Quando o Ano começou, bom de ver que o número vinte e dois anunciava uma qualquer inquietação numérica muito própria, ele é exactamente o Arcano do Louco, «Le Mat», pela interpretação simboliza também o zero, essa invenção numérica árabe que tanto fez avançar a ciência construindo o sistema decimal e a noção filosófica do nada, não estando numerado, e vagueando acima das vinte e uma cartas que compõem o baralho, ele é naturalmente o número vinte e dois (com que definir o Louco?) e assim poderemos começar a pensar no Vagabundo, senhor de dores tamanhas que precisa de espaço para a sua caminhada. Pode parecer-nos risível, mas ele contém doses letais de martírio e sofrimento prestes a pôr fim a tudo o que dele se aproxime.

E começam as doenças mentais! O grande emblema de uma sociedade patológica cravejada de felizes dogmas, mas de componentes desprezíveis de amor, que eles, liquefeitos de transtorno, irão lançar à cara estupefacta de todos os incautos. E vêm doridos, feridos, trágicos, inconsequentes, insurrectos, opressivos. Ninguém parece saber lidar com tal desastre que só se manifesta quando a sociedade requer uma pragmática definição de reais funções, e não há nada de alegre, de compensador, de iluminado na loucura, ela é trágica, e firma os seus ajustes na incompetência humana para testar a sua culpa.

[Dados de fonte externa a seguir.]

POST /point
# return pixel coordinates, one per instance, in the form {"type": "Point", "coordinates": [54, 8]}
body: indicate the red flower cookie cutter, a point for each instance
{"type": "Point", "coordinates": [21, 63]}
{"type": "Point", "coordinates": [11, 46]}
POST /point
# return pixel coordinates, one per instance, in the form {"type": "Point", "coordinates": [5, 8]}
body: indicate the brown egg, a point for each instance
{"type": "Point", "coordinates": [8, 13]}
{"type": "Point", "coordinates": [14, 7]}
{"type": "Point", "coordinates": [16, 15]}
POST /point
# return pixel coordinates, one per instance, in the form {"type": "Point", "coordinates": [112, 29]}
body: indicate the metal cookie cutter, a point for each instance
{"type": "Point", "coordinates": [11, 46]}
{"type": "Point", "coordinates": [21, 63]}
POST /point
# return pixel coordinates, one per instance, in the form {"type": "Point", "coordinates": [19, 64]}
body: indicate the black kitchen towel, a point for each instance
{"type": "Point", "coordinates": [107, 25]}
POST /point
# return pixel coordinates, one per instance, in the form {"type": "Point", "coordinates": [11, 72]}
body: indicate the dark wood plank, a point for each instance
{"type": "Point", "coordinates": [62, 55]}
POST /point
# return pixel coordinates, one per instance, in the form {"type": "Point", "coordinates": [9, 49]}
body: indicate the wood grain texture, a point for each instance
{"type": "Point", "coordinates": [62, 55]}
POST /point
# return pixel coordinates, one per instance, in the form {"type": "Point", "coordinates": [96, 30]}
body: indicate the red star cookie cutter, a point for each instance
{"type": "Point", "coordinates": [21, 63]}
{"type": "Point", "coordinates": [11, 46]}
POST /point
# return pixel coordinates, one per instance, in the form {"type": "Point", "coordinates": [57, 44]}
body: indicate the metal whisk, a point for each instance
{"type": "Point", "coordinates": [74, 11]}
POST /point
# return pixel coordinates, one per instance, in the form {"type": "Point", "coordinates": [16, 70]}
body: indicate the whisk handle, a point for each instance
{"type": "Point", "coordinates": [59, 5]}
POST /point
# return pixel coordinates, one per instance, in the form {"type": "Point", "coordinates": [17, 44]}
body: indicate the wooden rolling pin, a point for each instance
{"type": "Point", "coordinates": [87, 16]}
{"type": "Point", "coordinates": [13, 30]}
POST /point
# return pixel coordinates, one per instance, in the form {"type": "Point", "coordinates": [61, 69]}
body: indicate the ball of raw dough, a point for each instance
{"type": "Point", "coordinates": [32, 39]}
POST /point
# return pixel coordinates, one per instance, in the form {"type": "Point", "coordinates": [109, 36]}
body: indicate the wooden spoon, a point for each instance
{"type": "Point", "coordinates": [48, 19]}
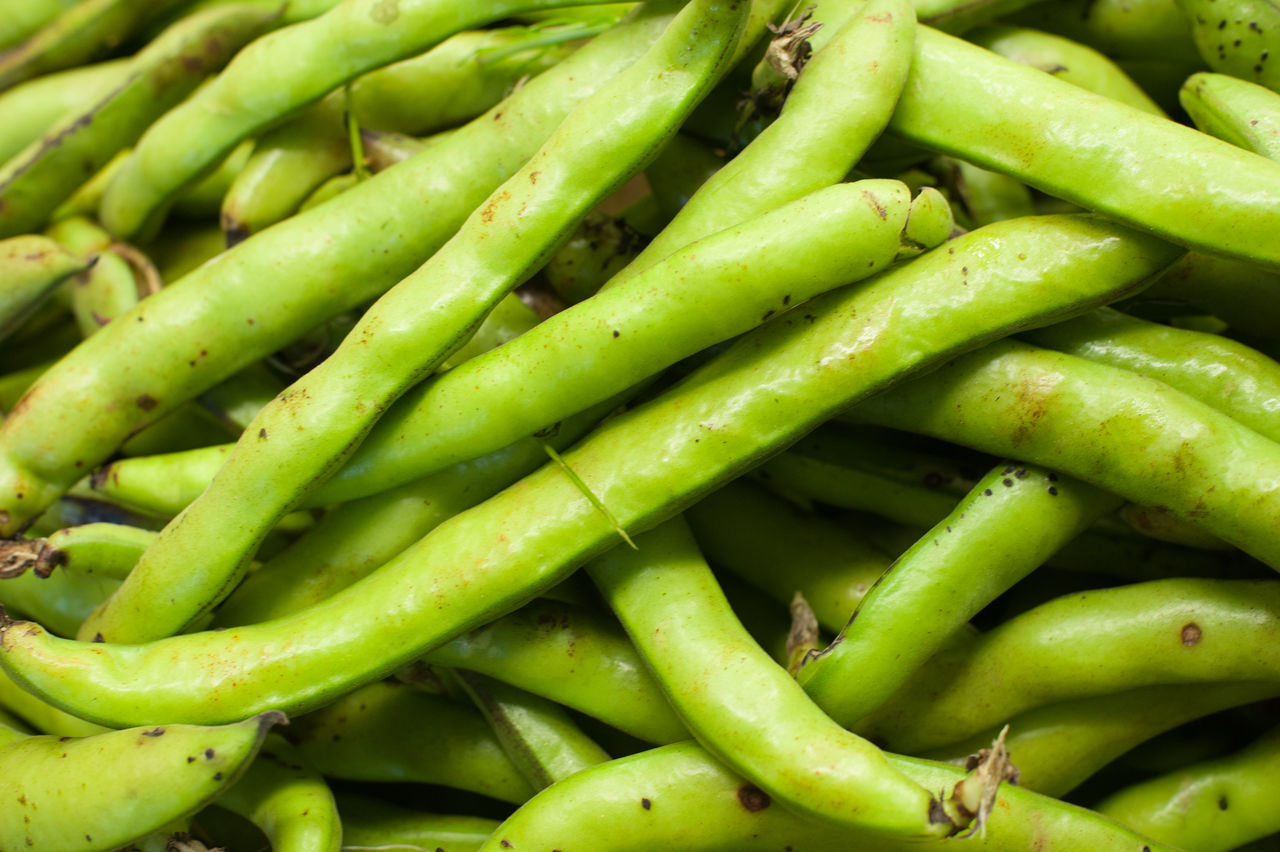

Jung, no entanto, parece-nos muito menos lacrimoso, e vai juntar aspectos enaltecedores ao seu Arcano, não suspeitando nunca como o colectivo se transformaria numa amálgama cega, e já de si bastante “inconsciente” acerca do significado de tudo. Há patologias raras e tão capazes que ajudam até a rasurar a vã escolha dos assaltos à saúde, como existem outras do mesmo naipe, que ficam reflectoras da conjuntura estranha a que esta espécie está submetida. Uns passaram por cima, outros passaram por baixo. Eis a diferença. As instituições dos Estados esperam ainda que as tribos sejam mais eficazes que as normas da cidadania, só que as tribos são loucas e delas deriva hereditariedade pesada. Que pode um ser diante desta loucura?

” Nós fazemos vasos de barro mas a verdadeira natureza deles está no vazio interior” Lao Zi
Talvez ele responda ao nossa Arcano.